There's no shortage of literature and cinema about human beings afflicted with Alzheimer's or some form of dementia. The near universality of the caregiver's experience, one of the most painful trials any person can be asked to endure, is one reason for this. Yet, for all that has been written and filmed about this, few stories can claim to do what Lisa Genova accomplished in her novel Still Alice: tell the tale from the perspective of the disease's victim. The movie adaptation, by directors Richard Glatzer and Wash Westmoreland, retains this aspect while supplanting the usual sentimentality of "Alzheimer's films" with a clear-eyed honesty. Still Alice is heartbreaking but it doesn't earn its tears through easy emotional manipulation.
The film's highlight is the performance of Oscar-nominated (and likely winner) Julianne Moore, whose turn as Dr. Alice Howland captures all the nuances of a brilliant woman slowly losing herself. Moore plays the part without histrionics; it's a controlled, contained portrayal that can rival Eddie Redmayne's in The Theory of Everything. The actress fully inhabits the body and personality of someone being diminished by a condition over which she has no control. The rest of the cast of Still Alice is comprised of recognizable names playing supporting roles: Alec Baldwin as Alice's supportive-yet-fearful husband, John; Kristen Stewart as Lydia, the youngest of the three Howland children and her mother's eventual caregiver; Hunter Parrish as Tom, the only son; and Kate Bosworth as Anna, the mother-to-be who carries Alice's poison gene.
When the movie begins, Alice has a seemingly perfect life. A Columbia cognitive psychologist at the top of her field, she has a loving husband and three children with whom she shares good relationships. The downhill progression begins slowly: she stumbles over words she would normally be able to retrieve without a problem, becomes disoriented while out jogging, and fails to remember meeting her son's girlfriend. The diagnosis is ominous: early onset Alzheimer's, a rare genetic version of the disease. The majority of Still Alice chronicles the main character's deterioration as the pernicious influence of the condition chips away at Alice's memories, intelligence, and identity.
Still Alice is undoubtedly a tough movie; it contains life-affirming moments but its perspective is what makes it unique. The production takes us into Alice's mind and projects her changing circumstances through her eyes. It is often said that Alzheimer's is more difficult on the loved ones of a victim than on the afflicted individual. Still Alice challenges that belief. Alice is well aware of what's happening to her - how her world is closing in on her. Her frustration and despair are palpable. She remembers things she could do but no longer has the capacity to achieve. The final scene is poignant. Given today's level of medical technology, it's inevitable but that doesn't make it any less sad.

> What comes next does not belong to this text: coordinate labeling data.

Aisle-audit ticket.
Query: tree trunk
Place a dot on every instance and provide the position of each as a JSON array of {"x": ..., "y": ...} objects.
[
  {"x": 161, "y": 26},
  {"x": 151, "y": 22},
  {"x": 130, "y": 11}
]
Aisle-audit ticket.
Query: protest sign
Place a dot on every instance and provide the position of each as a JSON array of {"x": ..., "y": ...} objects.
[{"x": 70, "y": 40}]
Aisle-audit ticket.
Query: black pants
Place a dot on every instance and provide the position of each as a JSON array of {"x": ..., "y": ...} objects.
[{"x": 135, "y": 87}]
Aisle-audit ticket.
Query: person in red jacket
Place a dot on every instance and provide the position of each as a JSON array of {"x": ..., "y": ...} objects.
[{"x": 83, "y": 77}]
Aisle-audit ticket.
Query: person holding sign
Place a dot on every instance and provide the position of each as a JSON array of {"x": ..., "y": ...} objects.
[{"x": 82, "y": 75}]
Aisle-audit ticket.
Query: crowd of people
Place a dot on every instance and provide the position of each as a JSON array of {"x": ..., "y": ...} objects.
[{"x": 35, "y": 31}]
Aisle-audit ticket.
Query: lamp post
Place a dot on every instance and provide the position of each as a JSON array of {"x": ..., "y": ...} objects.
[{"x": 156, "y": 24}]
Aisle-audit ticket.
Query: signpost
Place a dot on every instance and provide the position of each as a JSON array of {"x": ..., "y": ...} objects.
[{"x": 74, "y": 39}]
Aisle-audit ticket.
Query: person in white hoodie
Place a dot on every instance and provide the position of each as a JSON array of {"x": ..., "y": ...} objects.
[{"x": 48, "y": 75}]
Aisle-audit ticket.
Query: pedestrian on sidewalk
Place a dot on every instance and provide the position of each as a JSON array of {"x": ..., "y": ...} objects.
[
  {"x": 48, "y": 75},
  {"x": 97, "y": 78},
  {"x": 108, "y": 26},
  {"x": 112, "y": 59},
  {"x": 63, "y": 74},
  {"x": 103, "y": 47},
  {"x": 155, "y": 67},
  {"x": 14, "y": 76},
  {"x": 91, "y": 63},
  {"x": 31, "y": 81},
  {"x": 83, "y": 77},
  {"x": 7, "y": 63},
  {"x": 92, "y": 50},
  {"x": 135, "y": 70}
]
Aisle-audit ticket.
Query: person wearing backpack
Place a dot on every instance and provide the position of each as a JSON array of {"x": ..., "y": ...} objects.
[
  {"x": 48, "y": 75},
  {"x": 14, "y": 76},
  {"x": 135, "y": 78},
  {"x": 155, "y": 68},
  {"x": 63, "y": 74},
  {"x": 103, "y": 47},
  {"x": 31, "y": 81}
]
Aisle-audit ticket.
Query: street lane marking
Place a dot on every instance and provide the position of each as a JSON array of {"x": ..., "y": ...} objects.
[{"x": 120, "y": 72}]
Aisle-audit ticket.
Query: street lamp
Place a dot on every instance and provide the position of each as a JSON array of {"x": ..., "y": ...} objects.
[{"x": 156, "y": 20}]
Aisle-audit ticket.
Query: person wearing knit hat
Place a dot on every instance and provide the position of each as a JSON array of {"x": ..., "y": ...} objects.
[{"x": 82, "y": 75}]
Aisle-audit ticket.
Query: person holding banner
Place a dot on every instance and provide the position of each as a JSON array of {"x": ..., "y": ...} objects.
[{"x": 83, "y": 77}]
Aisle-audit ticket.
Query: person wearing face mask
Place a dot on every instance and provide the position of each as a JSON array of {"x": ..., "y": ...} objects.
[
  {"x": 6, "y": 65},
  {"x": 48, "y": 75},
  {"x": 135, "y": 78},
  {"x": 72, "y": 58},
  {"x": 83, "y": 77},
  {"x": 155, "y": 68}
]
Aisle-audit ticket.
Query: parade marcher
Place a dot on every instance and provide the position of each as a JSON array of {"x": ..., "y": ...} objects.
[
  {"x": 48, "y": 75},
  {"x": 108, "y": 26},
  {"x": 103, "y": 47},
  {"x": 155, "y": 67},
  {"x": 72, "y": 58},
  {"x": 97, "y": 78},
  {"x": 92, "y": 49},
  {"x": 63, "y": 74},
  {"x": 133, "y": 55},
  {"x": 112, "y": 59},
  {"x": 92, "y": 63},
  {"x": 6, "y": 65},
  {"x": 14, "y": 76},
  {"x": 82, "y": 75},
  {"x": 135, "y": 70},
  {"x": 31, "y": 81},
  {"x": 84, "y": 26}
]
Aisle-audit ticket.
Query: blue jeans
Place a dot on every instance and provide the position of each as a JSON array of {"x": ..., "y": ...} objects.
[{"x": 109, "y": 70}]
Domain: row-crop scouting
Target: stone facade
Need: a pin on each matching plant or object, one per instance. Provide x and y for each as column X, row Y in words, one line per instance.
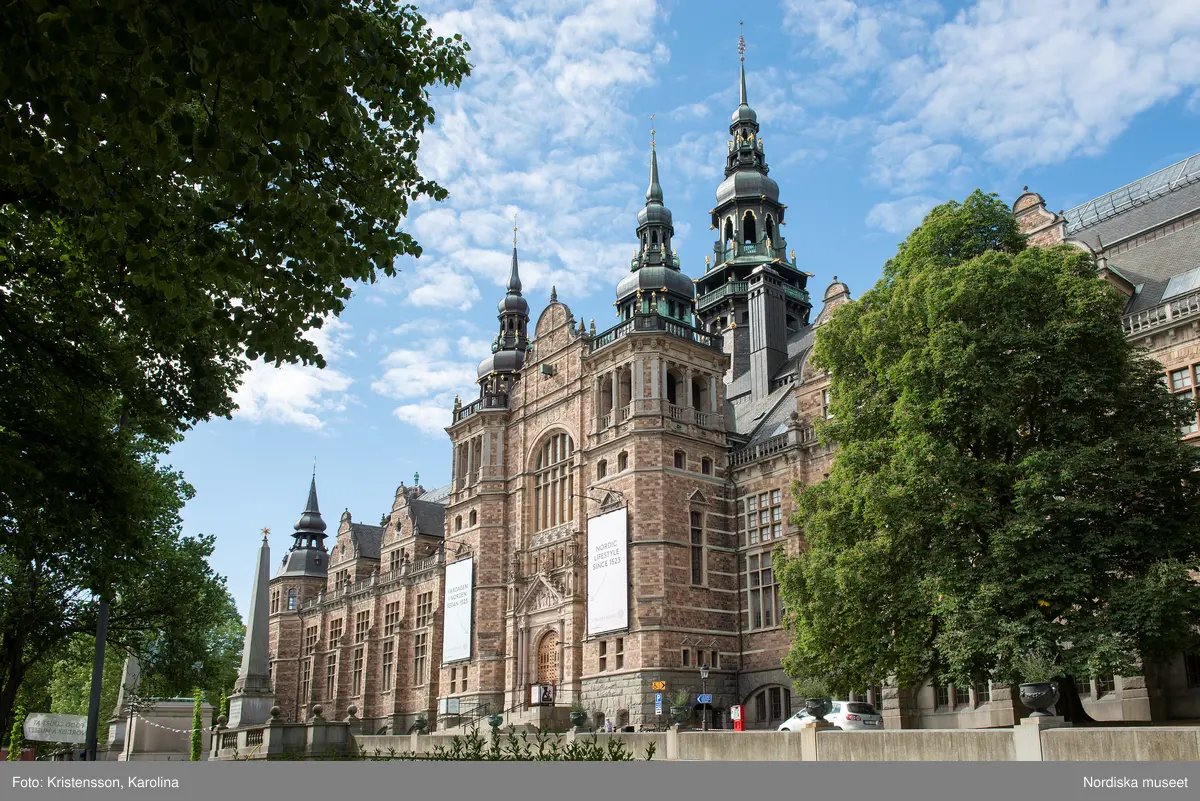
column 696, row 413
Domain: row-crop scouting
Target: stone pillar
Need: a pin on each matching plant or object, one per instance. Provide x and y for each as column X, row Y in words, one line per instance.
column 1027, row 736
column 900, row 710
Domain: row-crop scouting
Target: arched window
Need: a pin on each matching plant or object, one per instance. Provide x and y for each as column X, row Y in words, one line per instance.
column 547, row 658
column 555, row 482
column 769, row 706
column 749, row 232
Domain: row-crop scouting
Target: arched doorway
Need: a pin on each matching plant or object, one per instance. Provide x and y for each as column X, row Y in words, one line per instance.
column 547, row 658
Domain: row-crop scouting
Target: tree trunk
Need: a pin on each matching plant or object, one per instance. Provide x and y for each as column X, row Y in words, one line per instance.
column 1071, row 705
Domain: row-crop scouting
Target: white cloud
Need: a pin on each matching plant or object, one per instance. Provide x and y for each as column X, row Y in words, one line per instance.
column 1017, row 83
column 294, row 395
column 900, row 216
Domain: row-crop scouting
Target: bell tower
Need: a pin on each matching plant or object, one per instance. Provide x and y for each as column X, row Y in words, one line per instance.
column 751, row 289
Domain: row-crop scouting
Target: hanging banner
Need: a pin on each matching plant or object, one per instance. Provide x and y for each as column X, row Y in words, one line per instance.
column 607, row 572
column 456, row 610
column 43, row 727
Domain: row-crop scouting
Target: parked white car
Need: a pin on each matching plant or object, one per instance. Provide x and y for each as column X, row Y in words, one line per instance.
column 845, row 715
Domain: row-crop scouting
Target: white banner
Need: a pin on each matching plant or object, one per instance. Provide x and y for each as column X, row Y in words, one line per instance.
column 607, row 572
column 42, row 727
column 456, row 610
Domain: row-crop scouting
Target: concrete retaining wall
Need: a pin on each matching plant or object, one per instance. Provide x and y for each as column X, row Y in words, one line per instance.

In addition to exploring the impacts of Alzheimer's on the lives of Alice and her family, the film also ventures into the uncertain territory of how society views the disease and its victims. While there is abundant sympathy for John and the children, Alice receives little more than pitying glances and obligatory condolences. At one point, she notes that she'd rather have cancer - at least then people would be more understanding. The medical profession's impotence is also highlighted: there's nothing they can do, no miracle drug that can arrest the disease's devastating track. In the end, John accepts a lucrative job offer in another city because he can't bear to spend his every waking hour with what his wife is becoming.
The film's co-directors, married couple Richard Glatzer and Wash Westmoreland, bring a unique perspective to Alice's struggles. Glatzer is afflicted with ALS. Although very different in nature from Alzheimer's, ALS can ultimately have a similarly devastating impact on a person's sense of identity (as can be seen in the aforementioned The Theory of Everything) and Glatzer brings his personal, intimate knowledge to this production. The lack of mawkishness in the directors' approach saves Still Alice from being an overwhelmingly depressing experience. The movie is melancholy, to be sure, but its straightforward approach allows it to effectively tell the story without resorting to cheap theatrics. As for Moore if she wins the Oscar for this portrayal, it's well-deserved recognition.